The hotel industry has long talked about how to drive revenue in underutilized space. But meeting space has often been left out of those discussions simply because the industry doesn’t look at it is unused space. The truth is that there is so much more opportunity in meeting and event space than hoteliers may realize.
As the hotel industry continues to shift due to the fallout from the COVID pandemic, all eyes should be on meetings and how hoteliers can make the most of these spaces that in the past have almost always been considered secondary to room revenue.
The U.S. meetings industry generates approximately $30 billion, or more than $1 in $5 of total hotel rooms revenue, according to Kalibri Labs. Another $110 billion of revenue comes from ancillary spend such as food and beverage, equipment rental, ground transportation, audiovisual, and other services.
As the industry begins to recover, there’s plenty of untapped potential lying in your meeting and event space. But it’s time for a change in the way we think about how we drive revenue in these venues. The good news is that change can happen when the industry starts applying room revenue management principles to meeting and events spaces.
Meeting spaces hold more value than you think
Hoteliers often don’t think about the standalone value of meeting space. For example, smaller day meetings at hotels are more popular now that many companies have gotten rid of their office space and may need space for their employees to meet occasionally. What if you sold your space for a day meeting of 40 people and used smaller rooms? How much revenue would that drive? What’s the value of that space now?

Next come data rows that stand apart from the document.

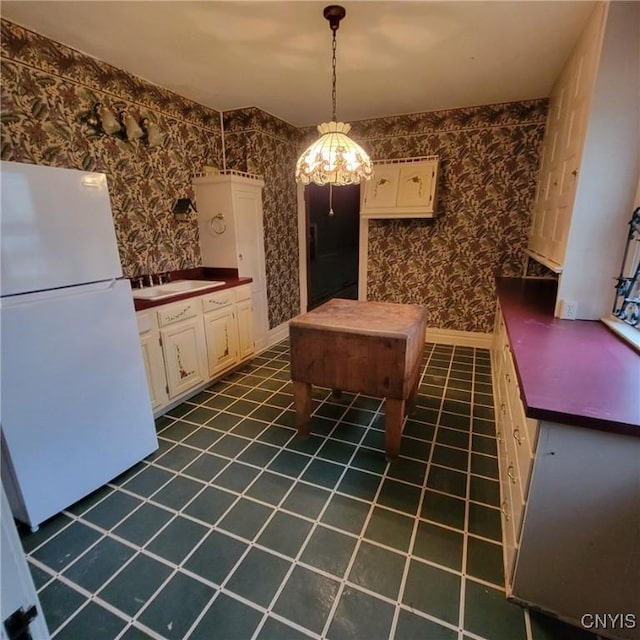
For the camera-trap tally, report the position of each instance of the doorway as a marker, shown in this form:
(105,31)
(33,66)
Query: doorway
(332,243)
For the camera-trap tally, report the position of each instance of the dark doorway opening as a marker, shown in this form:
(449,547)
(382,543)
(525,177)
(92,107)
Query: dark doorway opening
(332,243)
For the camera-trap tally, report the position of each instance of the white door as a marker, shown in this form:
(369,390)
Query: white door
(17,590)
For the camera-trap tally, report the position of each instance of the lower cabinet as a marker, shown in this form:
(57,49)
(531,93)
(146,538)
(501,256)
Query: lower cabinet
(153,359)
(185,362)
(570,510)
(186,344)
(221,330)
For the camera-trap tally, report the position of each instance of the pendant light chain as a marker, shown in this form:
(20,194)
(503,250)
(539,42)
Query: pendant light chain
(334,158)
(333,100)
(333,71)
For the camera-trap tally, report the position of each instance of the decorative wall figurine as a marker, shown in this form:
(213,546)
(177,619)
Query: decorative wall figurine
(109,122)
(134,132)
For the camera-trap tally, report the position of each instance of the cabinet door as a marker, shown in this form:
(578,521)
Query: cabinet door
(221,336)
(154,368)
(185,356)
(381,191)
(416,184)
(245,328)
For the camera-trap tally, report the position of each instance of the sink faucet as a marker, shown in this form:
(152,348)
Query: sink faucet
(150,275)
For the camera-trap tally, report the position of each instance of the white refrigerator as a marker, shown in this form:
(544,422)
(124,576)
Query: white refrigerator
(74,404)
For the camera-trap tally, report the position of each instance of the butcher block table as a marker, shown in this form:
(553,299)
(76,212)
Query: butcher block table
(374,348)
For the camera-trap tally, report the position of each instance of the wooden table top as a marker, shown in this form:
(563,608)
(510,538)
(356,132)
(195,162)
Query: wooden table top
(363,317)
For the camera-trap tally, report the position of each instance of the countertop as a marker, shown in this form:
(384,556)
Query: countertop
(570,371)
(228,276)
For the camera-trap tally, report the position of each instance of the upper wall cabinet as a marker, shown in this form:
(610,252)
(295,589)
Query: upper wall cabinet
(401,189)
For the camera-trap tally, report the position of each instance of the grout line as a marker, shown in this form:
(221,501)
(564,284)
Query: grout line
(437,361)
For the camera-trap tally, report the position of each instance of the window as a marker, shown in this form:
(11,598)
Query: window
(625,316)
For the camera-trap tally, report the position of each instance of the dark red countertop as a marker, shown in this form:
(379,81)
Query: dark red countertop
(228,276)
(570,371)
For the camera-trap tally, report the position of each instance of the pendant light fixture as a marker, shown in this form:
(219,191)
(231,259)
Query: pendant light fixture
(334,158)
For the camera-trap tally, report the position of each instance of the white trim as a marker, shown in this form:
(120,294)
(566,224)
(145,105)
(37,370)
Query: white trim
(624,330)
(547,262)
(302,249)
(459,338)
(277,334)
(363,258)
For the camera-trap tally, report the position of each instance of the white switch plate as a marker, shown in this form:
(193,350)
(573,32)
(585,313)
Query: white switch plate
(569,310)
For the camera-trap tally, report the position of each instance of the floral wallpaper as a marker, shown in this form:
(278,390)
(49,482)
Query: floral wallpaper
(260,143)
(48,90)
(488,166)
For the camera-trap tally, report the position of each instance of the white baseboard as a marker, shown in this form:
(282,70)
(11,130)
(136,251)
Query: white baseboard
(459,338)
(277,334)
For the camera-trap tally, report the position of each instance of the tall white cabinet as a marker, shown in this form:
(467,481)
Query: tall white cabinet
(590,162)
(230,223)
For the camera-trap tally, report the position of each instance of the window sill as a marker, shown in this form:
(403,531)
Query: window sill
(626,332)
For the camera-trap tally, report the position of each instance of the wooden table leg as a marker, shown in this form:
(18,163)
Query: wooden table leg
(393,419)
(413,396)
(302,404)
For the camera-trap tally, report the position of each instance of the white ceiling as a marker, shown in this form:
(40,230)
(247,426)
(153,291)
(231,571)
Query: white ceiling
(394,57)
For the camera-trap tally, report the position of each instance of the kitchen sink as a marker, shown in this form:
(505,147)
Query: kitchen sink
(173,288)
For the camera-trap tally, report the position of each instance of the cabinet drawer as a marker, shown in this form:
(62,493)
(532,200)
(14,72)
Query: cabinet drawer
(243,293)
(178,312)
(146,321)
(220,300)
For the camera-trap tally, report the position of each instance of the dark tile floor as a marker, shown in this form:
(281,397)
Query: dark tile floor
(238,528)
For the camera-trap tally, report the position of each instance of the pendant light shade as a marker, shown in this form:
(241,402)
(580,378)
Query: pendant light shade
(334,158)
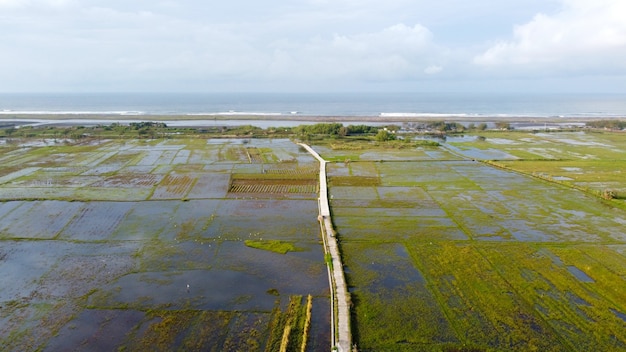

Optimizing meeting space doesn’t mean just filling the space on as many days as possible. You can do things like divide rooms up to get more attendees on property at the same time, and coordinate meeting schedules based on who is expected to spend the most. Part of this equation is also taking into account food and beverage data. You need to know (if F&B is pre-ordered) or predict (if it’s not pre-ordered) around how much a group is going to spend on F&B so that you can make better calculations.
Diving into new KPIs
It’s certainly not an easy task. Meeting space is complex. There’s churn, and it’s difficult to measure conversion. You’re also dealing with different types and sizes of space, from breakout rooms to ballrooms that can be divided. Then, you have to add in the value of the catering spend.
There are really no key performance indicators for measuring meeting space occupancy. If asked, revenue managers can tell you their daily occupancy and average daily rate off the top of their head. Rarely can they tell you how many attendees are on property for meetings on a given day, let alone what their individual value is.
With that complexity at hand, how do you gauge success when it comes to revenue from meetings and events? The traditional KPI for meeting space is revenue per square foot—but is it the best measurement?
Instead, some have considered a new KPI called “delegate density.” That translates to occupancy for your meeting space, measuring number of delegates versus capacity. You sell by the number of people and price per person.
Often you have a meeting room for 40 people and you’d let 12 people take that space. In a downtime, that’s a fine strategy. However, if you could get another three people in that meeting and you’re charging per-person, you've just earned another 25% in revenue.
Owning the strategy
But all the strategizing doesn’t mean anything if there isn’t someone to own it. One of the biggest reasons meeting space is not valued or understood as it should be is that there aren’t senior people who are held accountable for optimizing the space.
Of course, that’s a heavy lift for one person alone. Tools have been available to manage rooms revenue for some time now. The industry needs a similar tool for meeting space. The trend for tech companies disrupting the meetings and events space today is all focused on the meeting planner and driving registrations, and very little is focused on making it easier for hoteliers to create a revenue strategy for the meeting space.
A good automated decision-making tool, not just about pricing but about how to best use the meeting space, is what’s really needed.
It’s time to start thinking about the standalone value of meeting space if you want to really maximize revenue to its full potential. Hoteliers have made huge strides in rooms revenue management, but now we need to go the extra mile for meetings and events. Think about who can own the strategy so that one day the most important KPIs for your hotel include an optimized meeting space.